“Ornamental Plants in Mid-19th c. Midwest” Blog Post

This article discussed how ornamental plants were used among three prominent families in Michigan in the mid nineteenth century. Ornamental plants generally gave off certain messages depending on how they were used in a family’s yard or garden. According to this article, these types of plants could “tell” strangers about the family’s “values.” Because of this, ornamental plants were “quiet yet very public reminders of middle class values and respectability” (Lyon-Jenness, 203). However, these social messages of plants were not as clear in the mid-west, according to the author of this article. While these plants were used to express “refinement, respectability, or progressive tendencies” in the mid-west, the author wanted to figure out the “public and private significance of ornamental plants in the lives of several intertwined Midwestern families” (Lyon-Jenness, 204). To do this, the author studied the Lawrence, Copley, and Buell families, who were long-established families of Volinia Township, Cass County, Michigan.
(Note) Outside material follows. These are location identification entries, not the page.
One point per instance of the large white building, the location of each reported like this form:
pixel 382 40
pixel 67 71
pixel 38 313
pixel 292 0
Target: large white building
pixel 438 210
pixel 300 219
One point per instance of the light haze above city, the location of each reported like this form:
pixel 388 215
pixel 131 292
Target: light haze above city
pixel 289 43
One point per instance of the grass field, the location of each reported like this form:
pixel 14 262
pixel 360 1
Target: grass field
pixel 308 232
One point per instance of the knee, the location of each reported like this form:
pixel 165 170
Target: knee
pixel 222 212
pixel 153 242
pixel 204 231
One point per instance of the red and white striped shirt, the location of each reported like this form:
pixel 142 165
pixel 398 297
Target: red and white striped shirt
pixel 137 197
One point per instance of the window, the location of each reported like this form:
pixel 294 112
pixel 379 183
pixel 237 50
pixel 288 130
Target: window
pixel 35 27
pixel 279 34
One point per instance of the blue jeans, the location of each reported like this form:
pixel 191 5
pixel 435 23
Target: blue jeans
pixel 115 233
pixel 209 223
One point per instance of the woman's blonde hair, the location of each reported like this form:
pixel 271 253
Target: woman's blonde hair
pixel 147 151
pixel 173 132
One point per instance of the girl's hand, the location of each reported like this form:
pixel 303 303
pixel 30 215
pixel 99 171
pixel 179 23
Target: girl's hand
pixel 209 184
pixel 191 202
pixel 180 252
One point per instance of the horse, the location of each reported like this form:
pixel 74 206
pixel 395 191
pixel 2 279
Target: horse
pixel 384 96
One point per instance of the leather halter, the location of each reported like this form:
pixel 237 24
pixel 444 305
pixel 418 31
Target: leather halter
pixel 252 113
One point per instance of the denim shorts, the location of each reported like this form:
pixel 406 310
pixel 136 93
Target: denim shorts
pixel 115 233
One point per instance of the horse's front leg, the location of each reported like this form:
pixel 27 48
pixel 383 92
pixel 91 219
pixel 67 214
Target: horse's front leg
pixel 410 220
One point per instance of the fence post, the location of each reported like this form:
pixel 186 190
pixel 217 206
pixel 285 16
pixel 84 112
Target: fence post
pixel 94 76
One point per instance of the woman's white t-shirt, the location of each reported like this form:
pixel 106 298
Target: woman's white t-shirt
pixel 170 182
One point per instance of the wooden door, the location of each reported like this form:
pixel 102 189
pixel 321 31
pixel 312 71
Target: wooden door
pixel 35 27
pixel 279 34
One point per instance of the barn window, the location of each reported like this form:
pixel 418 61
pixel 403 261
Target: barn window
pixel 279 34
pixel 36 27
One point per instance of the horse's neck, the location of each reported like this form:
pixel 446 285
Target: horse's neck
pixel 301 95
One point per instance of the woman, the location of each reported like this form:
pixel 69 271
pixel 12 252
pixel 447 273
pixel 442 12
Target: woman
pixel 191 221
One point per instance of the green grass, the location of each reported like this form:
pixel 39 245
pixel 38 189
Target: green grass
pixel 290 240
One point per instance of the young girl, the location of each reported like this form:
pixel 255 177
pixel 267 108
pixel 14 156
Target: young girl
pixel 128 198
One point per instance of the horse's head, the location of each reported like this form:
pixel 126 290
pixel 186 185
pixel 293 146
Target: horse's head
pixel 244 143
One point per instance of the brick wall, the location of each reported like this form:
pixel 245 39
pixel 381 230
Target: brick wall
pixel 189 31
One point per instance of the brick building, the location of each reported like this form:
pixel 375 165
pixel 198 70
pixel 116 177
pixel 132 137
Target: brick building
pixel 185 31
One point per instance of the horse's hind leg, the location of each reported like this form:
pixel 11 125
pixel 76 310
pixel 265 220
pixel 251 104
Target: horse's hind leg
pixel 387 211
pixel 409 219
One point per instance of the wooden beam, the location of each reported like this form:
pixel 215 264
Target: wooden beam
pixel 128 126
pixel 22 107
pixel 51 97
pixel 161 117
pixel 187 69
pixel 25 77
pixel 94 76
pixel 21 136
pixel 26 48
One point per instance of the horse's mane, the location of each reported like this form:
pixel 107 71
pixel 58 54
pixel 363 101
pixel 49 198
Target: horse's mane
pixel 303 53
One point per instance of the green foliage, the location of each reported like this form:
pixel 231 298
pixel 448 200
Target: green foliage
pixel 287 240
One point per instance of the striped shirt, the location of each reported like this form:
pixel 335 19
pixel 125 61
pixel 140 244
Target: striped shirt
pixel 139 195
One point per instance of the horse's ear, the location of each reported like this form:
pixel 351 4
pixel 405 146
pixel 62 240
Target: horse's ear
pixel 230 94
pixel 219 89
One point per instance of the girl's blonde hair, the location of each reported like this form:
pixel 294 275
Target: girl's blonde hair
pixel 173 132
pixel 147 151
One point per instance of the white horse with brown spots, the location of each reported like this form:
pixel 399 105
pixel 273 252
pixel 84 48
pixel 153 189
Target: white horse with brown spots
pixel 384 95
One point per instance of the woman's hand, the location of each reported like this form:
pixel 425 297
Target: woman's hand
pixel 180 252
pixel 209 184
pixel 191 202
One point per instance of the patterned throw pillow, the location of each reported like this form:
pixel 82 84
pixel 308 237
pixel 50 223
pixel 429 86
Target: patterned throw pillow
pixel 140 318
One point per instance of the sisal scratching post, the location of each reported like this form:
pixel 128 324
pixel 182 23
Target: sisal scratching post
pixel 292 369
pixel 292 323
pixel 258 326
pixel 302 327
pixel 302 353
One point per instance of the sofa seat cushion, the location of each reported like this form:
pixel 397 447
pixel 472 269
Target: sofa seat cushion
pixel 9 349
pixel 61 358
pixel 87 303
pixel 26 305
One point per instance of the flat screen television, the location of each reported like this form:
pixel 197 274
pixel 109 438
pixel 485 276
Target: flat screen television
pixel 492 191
While this article may not be as riveting as some of the other articles or book chapters read in this class, this one was pretty amusing to read. It was amusing because I never would have thought that something as simple as “pretty little yard plants” could have an extensive backstory in American history. My mother works at a Botanical Garden (administrative work, however) and has some knowledge on certain flowers, shrubs, or trees. Because of this, all I could think about while reading this article is wanting to share it with my mom!